Sevgili dostlar, "saf" terimine neden bu kadar tepki gösteriyorsunuz? Özünüzü korumak, karışmamak, temiz kalmak bu ülkede çok mu büyük suç! Haklısınız, çok büyük suç! "Benim memurum" işini bilir zihniyetinin yıllarca pompalandığı, "aç kalan, açıkta kalan bizden değildir" diyenlerin ülkeyi yıllarca yönettiği, "iş bitirmenin" en kutsal "kavram" olduğu, "paranın" tapınma aracı olduğu bir "yerde"; insanlara "karışmamış, özünü korumuş" demek çok büyük suç!

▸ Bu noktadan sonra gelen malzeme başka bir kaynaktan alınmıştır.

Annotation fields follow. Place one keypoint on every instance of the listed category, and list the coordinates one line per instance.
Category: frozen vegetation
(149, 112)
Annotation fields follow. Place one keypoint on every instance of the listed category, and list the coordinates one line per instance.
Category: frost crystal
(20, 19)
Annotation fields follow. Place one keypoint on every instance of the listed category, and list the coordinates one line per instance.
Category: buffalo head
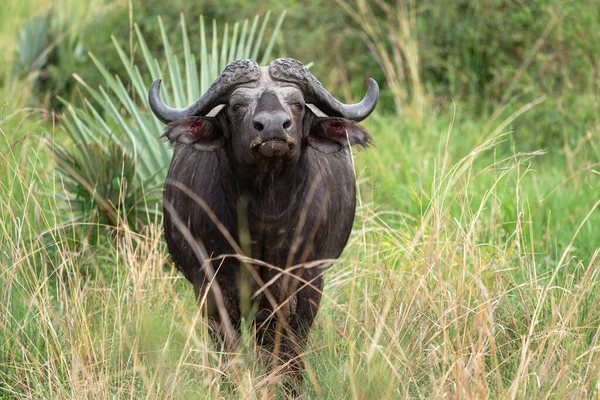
(267, 114)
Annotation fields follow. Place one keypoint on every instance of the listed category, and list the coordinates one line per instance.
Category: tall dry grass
(440, 303)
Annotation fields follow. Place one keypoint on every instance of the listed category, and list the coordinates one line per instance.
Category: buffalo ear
(202, 133)
(330, 135)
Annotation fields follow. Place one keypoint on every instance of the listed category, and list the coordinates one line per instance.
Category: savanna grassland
(473, 266)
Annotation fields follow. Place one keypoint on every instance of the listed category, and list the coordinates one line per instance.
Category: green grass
(471, 272)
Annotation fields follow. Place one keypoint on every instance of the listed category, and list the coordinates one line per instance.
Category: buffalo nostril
(257, 125)
(287, 124)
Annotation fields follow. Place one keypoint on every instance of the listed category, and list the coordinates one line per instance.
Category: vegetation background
(473, 267)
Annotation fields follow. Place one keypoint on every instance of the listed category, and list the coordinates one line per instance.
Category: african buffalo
(260, 195)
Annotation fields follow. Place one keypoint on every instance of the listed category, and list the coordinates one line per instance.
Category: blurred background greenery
(477, 53)
(481, 195)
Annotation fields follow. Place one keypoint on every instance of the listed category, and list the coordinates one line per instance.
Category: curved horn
(235, 73)
(291, 70)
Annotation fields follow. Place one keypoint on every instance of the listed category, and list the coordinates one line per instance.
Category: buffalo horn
(236, 72)
(291, 70)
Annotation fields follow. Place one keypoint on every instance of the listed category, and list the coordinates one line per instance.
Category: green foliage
(473, 267)
(118, 156)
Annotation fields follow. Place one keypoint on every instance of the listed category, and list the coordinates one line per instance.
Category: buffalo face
(261, 115)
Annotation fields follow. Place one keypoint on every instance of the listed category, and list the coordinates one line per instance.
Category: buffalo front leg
(221, 303)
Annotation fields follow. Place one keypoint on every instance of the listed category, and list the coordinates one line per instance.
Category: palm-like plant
(115, 171)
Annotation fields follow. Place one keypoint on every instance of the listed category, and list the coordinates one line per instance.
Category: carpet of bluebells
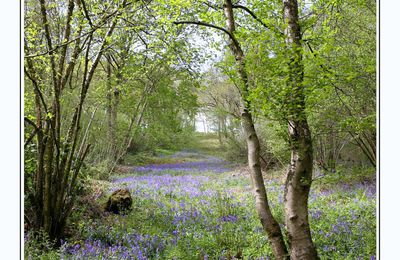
(203, 209)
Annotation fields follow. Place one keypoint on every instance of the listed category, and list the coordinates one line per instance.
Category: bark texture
(299, 175)
(268, 222)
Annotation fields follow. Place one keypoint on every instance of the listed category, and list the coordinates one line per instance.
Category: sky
(11, 121)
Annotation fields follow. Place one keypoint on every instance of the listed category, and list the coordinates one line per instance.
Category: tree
(269, 223)
(50, 60)
(299, 175)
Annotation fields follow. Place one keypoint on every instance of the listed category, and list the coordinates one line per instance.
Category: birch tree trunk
(268, 222)
(299, 175)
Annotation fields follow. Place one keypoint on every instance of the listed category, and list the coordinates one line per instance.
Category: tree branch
(275, 29)
(208, 25)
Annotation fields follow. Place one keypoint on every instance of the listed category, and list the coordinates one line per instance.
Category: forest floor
(194, 205)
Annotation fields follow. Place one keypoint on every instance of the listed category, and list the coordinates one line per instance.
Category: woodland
(239, 129)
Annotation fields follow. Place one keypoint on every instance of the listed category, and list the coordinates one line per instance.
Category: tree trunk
(299, 175)
(268, 222)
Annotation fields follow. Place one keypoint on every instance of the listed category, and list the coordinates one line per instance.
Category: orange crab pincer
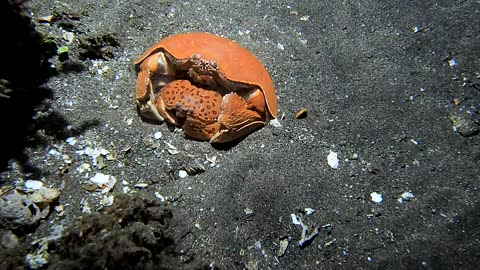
(210, 86)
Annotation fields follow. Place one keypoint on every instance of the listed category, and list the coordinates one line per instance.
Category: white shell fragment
(172, 150)
(309, 211)
(159, 196)
(33, 184)
(332, 160)
(406, 196)
(452, 62)
(283, 247)
(72, 141)
(295, 220)
(157, 135)
(376, 197)
(275, 123)
(141, 185)
(107, 201)
(104, 181)
(305, 238)
(182, 173)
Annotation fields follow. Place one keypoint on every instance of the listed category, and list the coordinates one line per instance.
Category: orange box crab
(210, 86)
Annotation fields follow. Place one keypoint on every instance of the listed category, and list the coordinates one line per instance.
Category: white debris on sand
(33, 184)
(332, 160)
(94, 153)
(309, 211)
(157, 135)
(305, 238)
(182, 173)
(275, 123)
(406, 196)
(376, 197)
(104, 181)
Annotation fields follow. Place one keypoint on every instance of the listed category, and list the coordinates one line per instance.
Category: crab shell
(235, 63)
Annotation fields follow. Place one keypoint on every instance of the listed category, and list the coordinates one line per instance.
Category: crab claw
(237, 119)
(151, 67)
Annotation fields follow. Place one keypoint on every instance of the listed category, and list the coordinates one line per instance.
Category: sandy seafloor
(392, 87)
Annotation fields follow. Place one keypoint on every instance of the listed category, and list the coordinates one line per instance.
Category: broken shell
(302, 113)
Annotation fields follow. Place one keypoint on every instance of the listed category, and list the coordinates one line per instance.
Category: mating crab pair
(210, 86)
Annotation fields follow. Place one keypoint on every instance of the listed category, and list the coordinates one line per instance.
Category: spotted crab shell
(235, 62)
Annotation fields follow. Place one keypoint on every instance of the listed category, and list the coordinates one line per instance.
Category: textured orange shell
(234, 61)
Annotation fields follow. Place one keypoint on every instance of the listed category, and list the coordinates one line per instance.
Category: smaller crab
(210, 86)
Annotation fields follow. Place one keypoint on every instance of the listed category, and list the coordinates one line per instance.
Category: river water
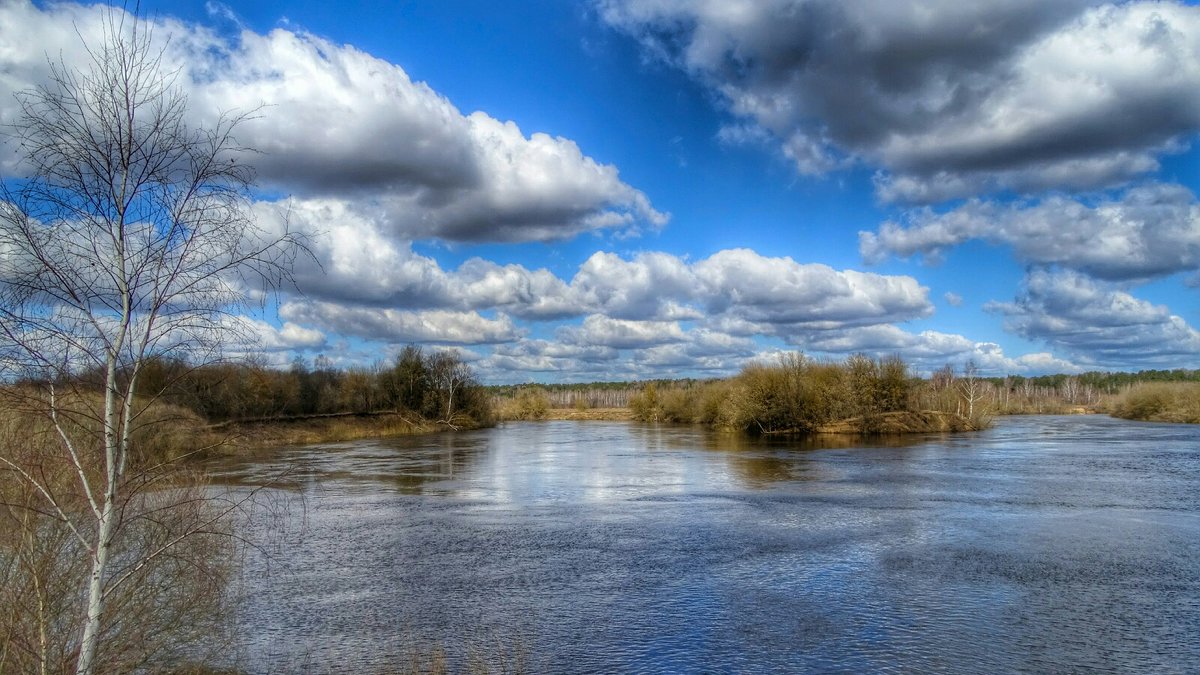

Kızmayın kardeşim; safsınız. Bir daha yazıyorum; safsınız! Siz çok temiz duygular ile "bir harekete destek verdiniz, varlığınızı ortaya koyup" bir "emtia" oluşturulmasına "araç" oldunuz, birileri de "ortaya çıkan malı" çok güzel pazarladı! Siz ne kaybettiniz? Hiç bir şey kaybetmediniz! Saflığınıza, temizliğinize "çizik" dahi gelmedi. Siz hâlâ safsınız, hâlâ temizsiniz!

Satılmasaydı da ne olsaydı kısmına gelince...

Bu tip "aklileştirme" çabalarını gayet doğal olarak görüyorum. İnsanoğlu için "Sen safsın" ı kabullenmek "Sen çok uyanıksın, çok iş bitiricisine" göre ne kadar zorsa; "kandırıldığını" kabul etmek ve "Aldatıldım" demek de o kadar zordur. O yüzden gelen mesajlarda "O olmasaydı, bu olmasaydı" kısımları da var. Onlara da sadece şunu söyleyeceğim; Cumhuriyet gazetesi "daha mı az zorda?" Ona da teklif var, hem de sadece "o gruptan" değil, diğer büyük sermaye gruplarından da var! O da mı versin anahtarları! Anlayamadığım diğer bir detay daha var; satılmasıyla, borcundan dolayı "kapatılması" arasında "ne fark var?" Her iki seçenekte de "Kanaltürk artık Kanaltürk değil." Ama satılması "seçeneğinin" gözden kaçan bir detayı var; böyle bir yapının satılması, satın alınabilmesi hem de "en çok sövüp saydıkları tarafından" ele geçirilebilir olması "psikolojik savaşta" çok önemli bir hamle. Böyle bir hamlenin "yapılmasının" değeri inanın 30 milyon dolardan çok ama çok fazla. Alana "helal olsun", amacının bin kat üstüne ulaştı, "ulusal-milli duruşa" verdiği zarar, 30 milyon dolarla "yapılabileceklerden" çok fazla!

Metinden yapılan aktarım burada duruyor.